深夜だからきっとすぐには出ないかも。どうせ携帯とにらめっこして間抜け面で寝落ちてる頃だろうし。落とした眼鏡を顔で踏んで歪めないかだけは心配だけど。
「…はい、もしもし?」
やっと繋がったと思ったら聞こえる眠そうな声。いつも通りを装っててもさっきまで寝てたのがバレバレですよ。
「…もしもーし?」
掠れた低い声聞いてたら少しは涙もマシになってきたかも。
「もしもし?あれ、聞こえる?」
はは、焦ってる。
「あかねちゃん?」
あなたの大好きなあかねちゃんが悲しんでるんだから相手してよ。
「あかねちゃん、どうしたの?なんかあった?大丈夫?あかねちゃん?」
うお、思ったりより心配してくれてる。ちゃんと生きてるよ。大丈夫。
「…あかねちゃん、泣いてるの?」
泣いて…はいるけど。泣いてるからかけるなんてかまってちゃんみたい。
「どうかした?」
別に、どうってわけじゃないけど。ね。完全無欠のあかねちゃんでもちょっとぐらい自信を無くす日だってあるんだよ。世の中の不条理さとかさ、今まで無縁だったけど、これからまたあるかもしれないし。そういう時はさ、弱みにつけ込んであかねを欲しがるような人じゃなくて、あかねが大好きだからこそ、あかねを心配してくれる人に慰めさせるチャンスをあげよう。だから、いつまでも好きでいてね。こっちからは好きだなんて言ってあげないけど!
泣かないよ
深夜3時、着信の音で目が覚める。けたたましい音に飛び起きて、眼鏡をどこかにやってしまったから、視力の悪い目に画面の表示を近づける。ベッドで携帯をいじりながら寝落ちたのは何時間前か分からず、目のピントはなかなか合わない。ただ、この時間にかけてくる知り合いなんてごく僅かで、いや、1人しかいなくて。瞬きを繰り返した目で予想通りのその見慣れた名前を確認してから通話ボタンを押した。
「はい、もしもし?」
深夜であろうと、朝であろうと、いつであろうと、電話の第一声にイライラや呆れを出すと不機嫌さを増して次会った時に詫びを迫られるのでなるべく穏やかな声を出す。
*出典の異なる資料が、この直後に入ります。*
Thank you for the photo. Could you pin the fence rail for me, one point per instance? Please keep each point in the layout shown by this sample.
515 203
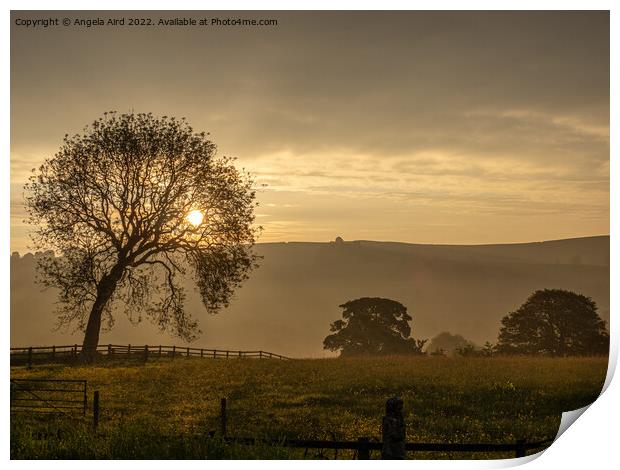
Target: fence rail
364 446
40 354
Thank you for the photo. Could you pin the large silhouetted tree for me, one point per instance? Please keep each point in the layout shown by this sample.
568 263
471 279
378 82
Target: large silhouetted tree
129 206
373 326
554 322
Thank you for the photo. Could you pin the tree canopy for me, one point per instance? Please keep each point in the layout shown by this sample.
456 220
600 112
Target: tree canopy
130 206
372 326
554 322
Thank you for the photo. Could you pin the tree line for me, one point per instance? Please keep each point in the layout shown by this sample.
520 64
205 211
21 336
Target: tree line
551 322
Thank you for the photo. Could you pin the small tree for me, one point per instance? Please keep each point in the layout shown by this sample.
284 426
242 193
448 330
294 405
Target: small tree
129 205
488 350
373 326
554 322
447 342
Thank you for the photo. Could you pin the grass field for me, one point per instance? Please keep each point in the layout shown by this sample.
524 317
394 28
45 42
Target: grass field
449 400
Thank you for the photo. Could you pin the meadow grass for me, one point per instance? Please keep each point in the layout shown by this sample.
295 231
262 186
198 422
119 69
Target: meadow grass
450 400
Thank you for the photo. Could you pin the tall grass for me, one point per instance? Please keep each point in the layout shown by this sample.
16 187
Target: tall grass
446 400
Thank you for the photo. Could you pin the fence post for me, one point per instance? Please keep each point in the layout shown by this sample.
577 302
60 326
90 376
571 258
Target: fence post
85 400
96 408
223 417
393 430
520 450
363 450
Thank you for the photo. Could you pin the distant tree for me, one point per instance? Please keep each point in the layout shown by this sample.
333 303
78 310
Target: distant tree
373 326
447 342
128 206
468 350
438 352
554 322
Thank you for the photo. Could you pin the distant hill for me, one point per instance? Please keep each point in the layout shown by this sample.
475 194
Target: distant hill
290 300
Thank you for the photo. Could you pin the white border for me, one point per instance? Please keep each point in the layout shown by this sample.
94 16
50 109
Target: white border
589 443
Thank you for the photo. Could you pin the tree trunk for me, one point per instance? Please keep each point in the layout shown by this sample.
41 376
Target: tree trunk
105 289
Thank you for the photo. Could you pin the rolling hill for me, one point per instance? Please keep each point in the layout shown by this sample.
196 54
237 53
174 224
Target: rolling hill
289 301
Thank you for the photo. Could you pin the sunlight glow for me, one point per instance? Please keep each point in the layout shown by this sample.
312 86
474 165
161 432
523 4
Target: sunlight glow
195 218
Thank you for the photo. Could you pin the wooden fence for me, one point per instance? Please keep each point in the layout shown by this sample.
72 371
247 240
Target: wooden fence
37 402
43 354
364 446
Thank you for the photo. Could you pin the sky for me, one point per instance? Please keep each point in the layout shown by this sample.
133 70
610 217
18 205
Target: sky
422 127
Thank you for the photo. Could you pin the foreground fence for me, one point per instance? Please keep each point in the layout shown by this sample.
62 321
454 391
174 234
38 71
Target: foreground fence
43 354
363 446
65 397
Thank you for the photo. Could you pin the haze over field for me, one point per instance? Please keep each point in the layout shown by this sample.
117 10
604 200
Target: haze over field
289 301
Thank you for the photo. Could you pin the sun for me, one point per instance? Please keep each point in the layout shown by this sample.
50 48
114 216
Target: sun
195 218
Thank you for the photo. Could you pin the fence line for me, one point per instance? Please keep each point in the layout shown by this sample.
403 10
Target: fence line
363 446
31 354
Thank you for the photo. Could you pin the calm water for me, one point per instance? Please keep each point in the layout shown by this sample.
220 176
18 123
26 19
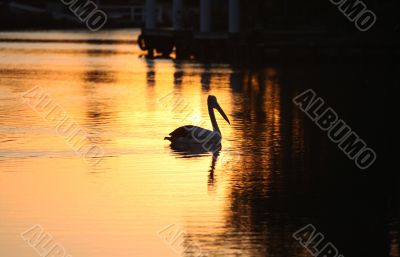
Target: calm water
275 173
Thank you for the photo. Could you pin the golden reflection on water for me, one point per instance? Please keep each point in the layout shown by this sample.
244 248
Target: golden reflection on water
141 185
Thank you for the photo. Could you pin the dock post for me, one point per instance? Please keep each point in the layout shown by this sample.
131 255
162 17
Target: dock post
205 15
151 14
177 9
234 16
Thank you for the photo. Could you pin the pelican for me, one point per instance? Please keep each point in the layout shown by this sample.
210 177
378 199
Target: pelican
190 135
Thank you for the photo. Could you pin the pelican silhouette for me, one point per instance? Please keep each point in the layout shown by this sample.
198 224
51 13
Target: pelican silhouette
191 135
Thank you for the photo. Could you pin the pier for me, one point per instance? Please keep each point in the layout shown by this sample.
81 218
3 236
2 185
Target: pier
243 43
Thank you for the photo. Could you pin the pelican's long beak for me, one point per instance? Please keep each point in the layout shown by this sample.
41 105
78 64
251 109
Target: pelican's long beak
222 112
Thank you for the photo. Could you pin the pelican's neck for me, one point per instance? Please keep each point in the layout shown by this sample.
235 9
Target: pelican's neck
213 120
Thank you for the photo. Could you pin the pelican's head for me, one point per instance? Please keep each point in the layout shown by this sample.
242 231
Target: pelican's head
213 103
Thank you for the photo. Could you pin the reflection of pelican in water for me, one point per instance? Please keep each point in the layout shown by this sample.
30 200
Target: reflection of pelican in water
192 138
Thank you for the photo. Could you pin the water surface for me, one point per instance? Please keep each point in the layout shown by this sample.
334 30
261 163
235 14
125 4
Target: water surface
276 171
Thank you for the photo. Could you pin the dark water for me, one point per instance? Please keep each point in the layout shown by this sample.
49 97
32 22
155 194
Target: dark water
277 171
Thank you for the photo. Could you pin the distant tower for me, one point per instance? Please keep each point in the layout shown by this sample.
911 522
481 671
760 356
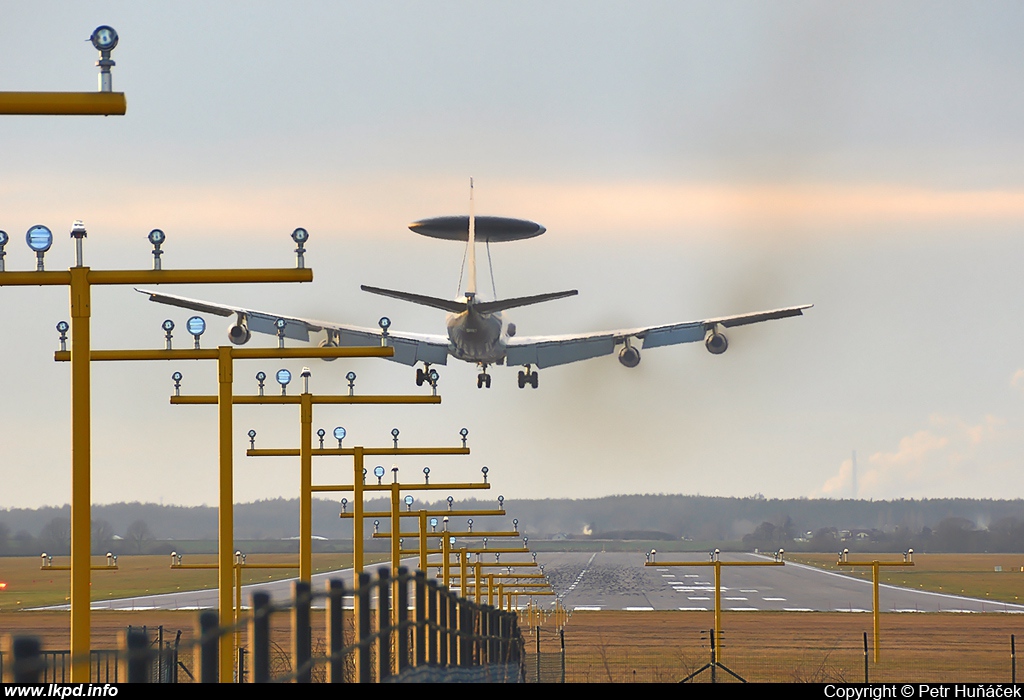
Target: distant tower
853 476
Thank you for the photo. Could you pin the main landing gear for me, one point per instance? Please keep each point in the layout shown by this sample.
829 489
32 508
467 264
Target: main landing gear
527 377
483 379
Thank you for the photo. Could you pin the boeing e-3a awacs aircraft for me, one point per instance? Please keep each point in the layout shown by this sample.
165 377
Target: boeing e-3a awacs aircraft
477 331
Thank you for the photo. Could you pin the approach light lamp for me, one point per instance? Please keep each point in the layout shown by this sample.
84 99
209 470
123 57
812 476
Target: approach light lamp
62 330
78 232
197 326
104 39
157 237
39 238
168 326
284 377
300 236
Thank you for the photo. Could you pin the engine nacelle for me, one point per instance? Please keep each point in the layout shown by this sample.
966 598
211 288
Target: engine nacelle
629 356
239 334
328 343
716 343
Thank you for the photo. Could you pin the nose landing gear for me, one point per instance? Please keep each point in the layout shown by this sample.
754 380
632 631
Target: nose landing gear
483 379
527 377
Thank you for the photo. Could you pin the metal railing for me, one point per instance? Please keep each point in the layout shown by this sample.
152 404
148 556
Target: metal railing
402 627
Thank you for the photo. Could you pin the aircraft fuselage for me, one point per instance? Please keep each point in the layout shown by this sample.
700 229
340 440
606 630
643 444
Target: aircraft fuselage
477 337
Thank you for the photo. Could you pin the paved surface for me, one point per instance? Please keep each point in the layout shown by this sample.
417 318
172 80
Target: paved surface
621 581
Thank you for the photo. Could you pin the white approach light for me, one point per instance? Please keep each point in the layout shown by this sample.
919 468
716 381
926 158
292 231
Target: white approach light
196 326
284 377
103 40
39 238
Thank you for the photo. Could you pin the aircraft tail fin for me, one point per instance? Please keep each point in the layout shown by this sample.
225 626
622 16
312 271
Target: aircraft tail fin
422 300
502 304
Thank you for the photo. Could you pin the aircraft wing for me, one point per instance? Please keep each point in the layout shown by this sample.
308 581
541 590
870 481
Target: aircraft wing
549 351
410 348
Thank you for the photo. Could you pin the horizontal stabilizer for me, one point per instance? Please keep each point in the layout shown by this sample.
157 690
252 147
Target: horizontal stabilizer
502 304
433 302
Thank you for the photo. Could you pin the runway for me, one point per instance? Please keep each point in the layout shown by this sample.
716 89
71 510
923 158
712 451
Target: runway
621 581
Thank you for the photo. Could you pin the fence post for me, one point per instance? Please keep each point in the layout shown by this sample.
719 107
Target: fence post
401 610
453 625
432 623
420 635
136 646
865 657
335 630
209 635
561 636
364 669
1013 659
442 626
383 623
301 633
27 659
259 637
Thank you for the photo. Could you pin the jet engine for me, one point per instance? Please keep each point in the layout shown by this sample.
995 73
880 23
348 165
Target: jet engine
239 333
716 343
329 342
629 356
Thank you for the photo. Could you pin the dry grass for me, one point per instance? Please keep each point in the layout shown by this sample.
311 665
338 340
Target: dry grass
973 575
786 647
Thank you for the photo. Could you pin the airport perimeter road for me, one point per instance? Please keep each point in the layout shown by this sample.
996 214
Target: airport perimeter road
281 592
621 581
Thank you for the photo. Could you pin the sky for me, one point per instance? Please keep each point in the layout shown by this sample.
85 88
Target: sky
688 159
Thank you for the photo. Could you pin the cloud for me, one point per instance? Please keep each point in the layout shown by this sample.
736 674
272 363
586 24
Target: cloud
950 456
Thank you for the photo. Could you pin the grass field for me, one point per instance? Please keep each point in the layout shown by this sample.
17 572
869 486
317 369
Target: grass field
973 575
28 586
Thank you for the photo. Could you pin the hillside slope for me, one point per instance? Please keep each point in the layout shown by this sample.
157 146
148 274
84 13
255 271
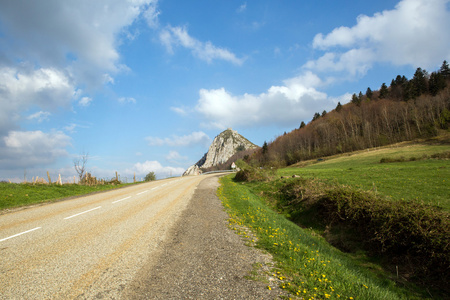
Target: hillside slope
224 146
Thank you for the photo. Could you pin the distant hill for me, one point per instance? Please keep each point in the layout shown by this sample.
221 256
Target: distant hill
406 110
223 147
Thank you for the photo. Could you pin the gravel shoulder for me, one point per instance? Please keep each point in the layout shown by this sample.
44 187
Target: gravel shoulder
201 258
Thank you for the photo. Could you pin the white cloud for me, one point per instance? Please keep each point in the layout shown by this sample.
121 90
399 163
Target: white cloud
284 105
179 110
414 33
171 37
142 169
193 139
32 148
242 8
80 36
22 88
39 116
85 101
151 15
127 100
174 156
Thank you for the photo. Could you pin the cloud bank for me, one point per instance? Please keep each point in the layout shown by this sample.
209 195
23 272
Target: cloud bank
414 33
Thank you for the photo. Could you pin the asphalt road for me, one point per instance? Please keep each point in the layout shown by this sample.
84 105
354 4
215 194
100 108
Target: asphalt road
89 247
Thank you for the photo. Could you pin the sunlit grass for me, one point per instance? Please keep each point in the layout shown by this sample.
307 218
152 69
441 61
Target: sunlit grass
20 194
425 180
307 266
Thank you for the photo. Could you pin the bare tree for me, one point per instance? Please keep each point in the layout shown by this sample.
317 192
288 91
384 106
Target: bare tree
80 164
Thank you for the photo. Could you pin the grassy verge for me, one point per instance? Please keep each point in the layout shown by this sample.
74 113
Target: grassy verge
418 172
306 265
19 194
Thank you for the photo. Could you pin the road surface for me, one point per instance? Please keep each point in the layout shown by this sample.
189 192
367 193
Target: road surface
91 246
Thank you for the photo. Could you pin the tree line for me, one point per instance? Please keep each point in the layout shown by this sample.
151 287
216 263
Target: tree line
406 110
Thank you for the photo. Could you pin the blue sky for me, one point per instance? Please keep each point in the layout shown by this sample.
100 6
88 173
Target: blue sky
145 85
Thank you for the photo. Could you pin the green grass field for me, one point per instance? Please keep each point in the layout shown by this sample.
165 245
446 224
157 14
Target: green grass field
18 194
426 180
306 265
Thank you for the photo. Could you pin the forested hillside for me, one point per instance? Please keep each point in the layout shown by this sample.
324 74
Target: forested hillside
406 110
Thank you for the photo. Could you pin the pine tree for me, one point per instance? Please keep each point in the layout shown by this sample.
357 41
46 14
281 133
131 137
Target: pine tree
384 92
419 83
369 93
265 147
436 83
316 116
445 70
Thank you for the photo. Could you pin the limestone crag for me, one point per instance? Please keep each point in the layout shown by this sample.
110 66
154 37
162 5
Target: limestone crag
192 170
224 146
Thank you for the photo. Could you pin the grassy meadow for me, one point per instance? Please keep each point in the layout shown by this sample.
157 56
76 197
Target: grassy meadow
21 194
307 266
417 177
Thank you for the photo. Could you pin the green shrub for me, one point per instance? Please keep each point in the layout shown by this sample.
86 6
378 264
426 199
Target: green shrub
407 234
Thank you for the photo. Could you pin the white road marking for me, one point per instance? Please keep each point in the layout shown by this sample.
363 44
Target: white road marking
10 237
82 213
121 199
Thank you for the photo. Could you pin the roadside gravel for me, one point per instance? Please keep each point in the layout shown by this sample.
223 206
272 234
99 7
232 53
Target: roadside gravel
201 258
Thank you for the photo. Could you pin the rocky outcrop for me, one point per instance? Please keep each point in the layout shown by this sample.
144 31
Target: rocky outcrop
192 170
225 145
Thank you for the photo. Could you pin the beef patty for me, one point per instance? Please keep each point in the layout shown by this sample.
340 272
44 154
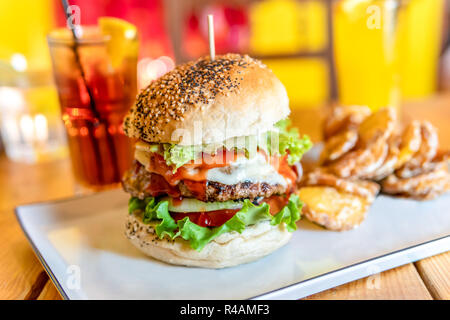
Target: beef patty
140 183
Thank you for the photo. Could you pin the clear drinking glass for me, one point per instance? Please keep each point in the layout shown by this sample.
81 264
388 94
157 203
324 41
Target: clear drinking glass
96 82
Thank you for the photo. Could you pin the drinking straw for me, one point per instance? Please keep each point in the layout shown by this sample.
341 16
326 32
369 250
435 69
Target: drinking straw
97 117
212 46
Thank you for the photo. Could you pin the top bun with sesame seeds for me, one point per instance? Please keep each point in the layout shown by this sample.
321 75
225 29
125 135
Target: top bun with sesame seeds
208 101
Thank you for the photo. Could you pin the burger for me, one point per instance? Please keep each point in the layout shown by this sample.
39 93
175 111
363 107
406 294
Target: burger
214 177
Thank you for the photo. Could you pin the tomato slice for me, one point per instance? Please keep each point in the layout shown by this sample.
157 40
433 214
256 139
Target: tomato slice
219 217
206 219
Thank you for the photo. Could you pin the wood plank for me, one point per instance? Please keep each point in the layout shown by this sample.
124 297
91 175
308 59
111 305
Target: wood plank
21 274
25 183
435 272
49 292
400 283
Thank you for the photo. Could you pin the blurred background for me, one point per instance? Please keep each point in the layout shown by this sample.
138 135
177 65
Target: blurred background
368 52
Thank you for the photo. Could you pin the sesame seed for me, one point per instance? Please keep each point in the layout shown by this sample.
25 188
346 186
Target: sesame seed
192 85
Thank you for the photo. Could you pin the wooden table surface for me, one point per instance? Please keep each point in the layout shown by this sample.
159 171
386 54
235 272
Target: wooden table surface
22 276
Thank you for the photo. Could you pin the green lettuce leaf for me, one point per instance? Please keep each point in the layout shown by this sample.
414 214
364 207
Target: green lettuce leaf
279 141
199 236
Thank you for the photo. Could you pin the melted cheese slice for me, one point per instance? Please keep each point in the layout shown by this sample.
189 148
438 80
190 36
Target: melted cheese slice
255 169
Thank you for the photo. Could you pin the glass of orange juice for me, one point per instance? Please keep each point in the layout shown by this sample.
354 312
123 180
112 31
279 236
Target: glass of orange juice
365 52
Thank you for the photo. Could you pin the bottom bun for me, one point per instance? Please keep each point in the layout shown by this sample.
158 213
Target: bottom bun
229 249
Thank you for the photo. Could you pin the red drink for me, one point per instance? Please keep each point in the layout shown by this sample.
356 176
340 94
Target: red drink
93 102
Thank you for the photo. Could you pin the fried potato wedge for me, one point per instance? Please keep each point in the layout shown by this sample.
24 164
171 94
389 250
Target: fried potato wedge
423 186
390 161
343 118
333 209
410 142
338 145
379 125
362 188
361 163
428 147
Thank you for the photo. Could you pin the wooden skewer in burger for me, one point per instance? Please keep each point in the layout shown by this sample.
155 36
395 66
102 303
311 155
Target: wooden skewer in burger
214 180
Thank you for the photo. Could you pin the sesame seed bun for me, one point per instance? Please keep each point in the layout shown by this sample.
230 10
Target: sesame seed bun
208 102
227 250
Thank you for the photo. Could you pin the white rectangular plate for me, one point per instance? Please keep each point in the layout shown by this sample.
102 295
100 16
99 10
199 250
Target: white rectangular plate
82 246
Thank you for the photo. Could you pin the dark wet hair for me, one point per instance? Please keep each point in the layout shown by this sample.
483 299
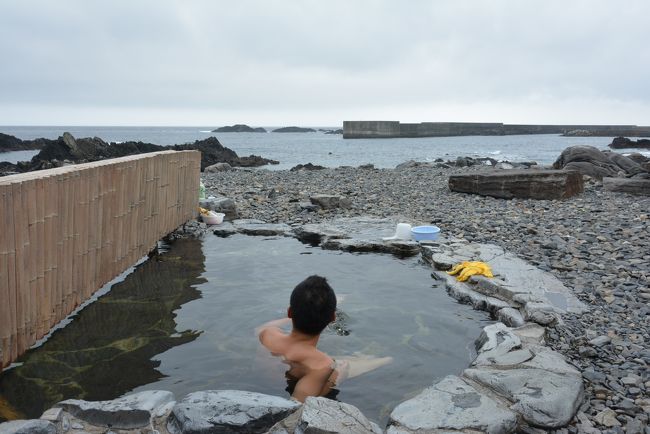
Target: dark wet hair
313 304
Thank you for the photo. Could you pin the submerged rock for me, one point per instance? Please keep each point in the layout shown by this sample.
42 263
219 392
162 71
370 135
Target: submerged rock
228 411
128 412
322 415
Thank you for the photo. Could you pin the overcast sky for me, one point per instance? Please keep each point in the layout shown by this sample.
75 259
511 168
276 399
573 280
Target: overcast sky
211 63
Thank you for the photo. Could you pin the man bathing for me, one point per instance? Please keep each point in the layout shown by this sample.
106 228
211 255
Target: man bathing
312 307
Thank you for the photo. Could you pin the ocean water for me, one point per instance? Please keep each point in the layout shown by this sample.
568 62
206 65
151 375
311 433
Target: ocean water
332 150
184 321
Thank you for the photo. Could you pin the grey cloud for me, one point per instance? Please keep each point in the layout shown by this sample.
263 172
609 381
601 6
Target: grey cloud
314 55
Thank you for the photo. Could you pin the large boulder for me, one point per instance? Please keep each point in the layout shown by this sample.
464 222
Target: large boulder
221 204
628 185
11 143
525 184
228 411
593 162
452 405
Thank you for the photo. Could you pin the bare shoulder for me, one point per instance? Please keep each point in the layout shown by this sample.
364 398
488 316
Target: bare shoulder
310 357
272 338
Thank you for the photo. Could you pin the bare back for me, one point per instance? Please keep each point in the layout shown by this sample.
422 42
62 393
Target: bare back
313 369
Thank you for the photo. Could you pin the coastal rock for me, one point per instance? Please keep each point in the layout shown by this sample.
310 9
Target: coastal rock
516 281
260 228
508 184
595 163
627 185
625 143
306 167
327 201
10 143
451 405
530 333
218 167
578 133
494 341
464 294
324 416
511 317
230 411
221 204
412 163
543 398
225 229
239 128
127 412
294 130
31 426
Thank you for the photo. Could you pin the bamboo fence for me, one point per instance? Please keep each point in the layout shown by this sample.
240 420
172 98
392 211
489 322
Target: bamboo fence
66 232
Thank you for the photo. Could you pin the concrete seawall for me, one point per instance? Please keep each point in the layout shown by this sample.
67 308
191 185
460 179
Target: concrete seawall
395 129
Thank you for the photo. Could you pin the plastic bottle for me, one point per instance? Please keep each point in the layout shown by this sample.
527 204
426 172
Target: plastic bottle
201 190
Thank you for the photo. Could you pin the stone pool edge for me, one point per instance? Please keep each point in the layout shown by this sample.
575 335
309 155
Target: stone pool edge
515 383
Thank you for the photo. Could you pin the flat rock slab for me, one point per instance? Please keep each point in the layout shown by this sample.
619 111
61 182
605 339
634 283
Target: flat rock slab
221 204
524 184
543 398
32 426
516 281
127 412
327 201
357 234
260 228
628 185
452 405
228 411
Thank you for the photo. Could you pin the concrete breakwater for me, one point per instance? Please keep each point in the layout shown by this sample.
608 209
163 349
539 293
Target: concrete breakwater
68 231
395 129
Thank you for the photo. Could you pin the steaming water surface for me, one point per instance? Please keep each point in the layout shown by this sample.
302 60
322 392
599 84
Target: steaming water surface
184 321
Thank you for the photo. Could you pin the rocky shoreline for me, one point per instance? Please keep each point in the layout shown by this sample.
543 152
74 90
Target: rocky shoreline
596 243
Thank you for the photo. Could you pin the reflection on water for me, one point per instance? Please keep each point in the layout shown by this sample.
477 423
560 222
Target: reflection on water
107 350
184 321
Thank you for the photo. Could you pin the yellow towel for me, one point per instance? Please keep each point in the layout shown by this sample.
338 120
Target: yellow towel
467 269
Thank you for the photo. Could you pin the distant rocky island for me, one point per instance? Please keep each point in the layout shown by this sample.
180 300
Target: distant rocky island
69 150
625 143
294 130
10 143
239 128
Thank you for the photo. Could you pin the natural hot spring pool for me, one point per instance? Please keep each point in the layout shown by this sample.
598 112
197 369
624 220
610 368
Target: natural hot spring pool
183 321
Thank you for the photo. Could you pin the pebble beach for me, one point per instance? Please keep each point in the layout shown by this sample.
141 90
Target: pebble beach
597 243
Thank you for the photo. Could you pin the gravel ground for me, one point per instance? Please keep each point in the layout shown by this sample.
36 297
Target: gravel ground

自分から不機嫌さを引き出すような行動をしといて、こちらが不機嫌さを見せると怒って金品をせびるなんてもはや当たり屋ではないか?それが許されてしまうのが女王であり、お嬢様であり、お姫様であり、彼女なのである。ここでいう彼女はsheであり、girlfriendではない。そもそも友達ですらない。何と形容していいのか分からないが…少なくとも彼女の都合の良いように使われていることは自負している。
「…もしもーし?」
応答がないのでもう一度もしもしと伝え直す。いつもならここでマシンガントークのごとくひとりでに話し出すはずだけど。そう、深夜の着信の半分はバイトの愚痴。いや、バイトと言っていいのか…彼女のお小遣い稼ぎの話。新しい人はあの新作も買ってくれないぐらいケチで〜とか、あそこのコース料理なんて食べ飽きたし〜みたいなことをダラダラ僕に喋っては途中で「もう眠いしじゃあね」と適当なことを言って切るのだ……ってあれ?
「もしもし?あれ、聞こえる?」
普段はうるさいぐらいにおしゃべりな彼女の声があまりにも聞こえない。電波の不具合だろうか。落ちていた眼鏡をかけ、スピーカーのボタンを押すと先ほどまで聞こえていなかった雑音が耳に届いた。おそらく相手の音は届いていそうだ。
「あかねちゃん?」
急に怖くなって名前を呼んだ。何か緊急事態だろうか。一気に空気がピリつくような感覚があった。本来危ないはずの橋を自由気ままに独自のルートで渡っている彼女のことを心配していないわけではなかった。しかし、彼女の生まれ持った才能と、どんな我儘を言い出しても憎めないその愛らしさで、自分を含めて大抵の人は丸め込まれてしまうのだろうと納得していた。しかし、やはり彼女のすることに目を瞑れないほど怒る人だっているかもしれない。なんてわがままなんだ、期待させておいてふざけるな、って怒りたくなる気持ちも分からないことはないし。恨みを買われても仕方ないよなと思う。ただ、それで彼女に危害が及ぶとなると別の話で。とにかく安否を確認するために彼女の名前を呼び続ける。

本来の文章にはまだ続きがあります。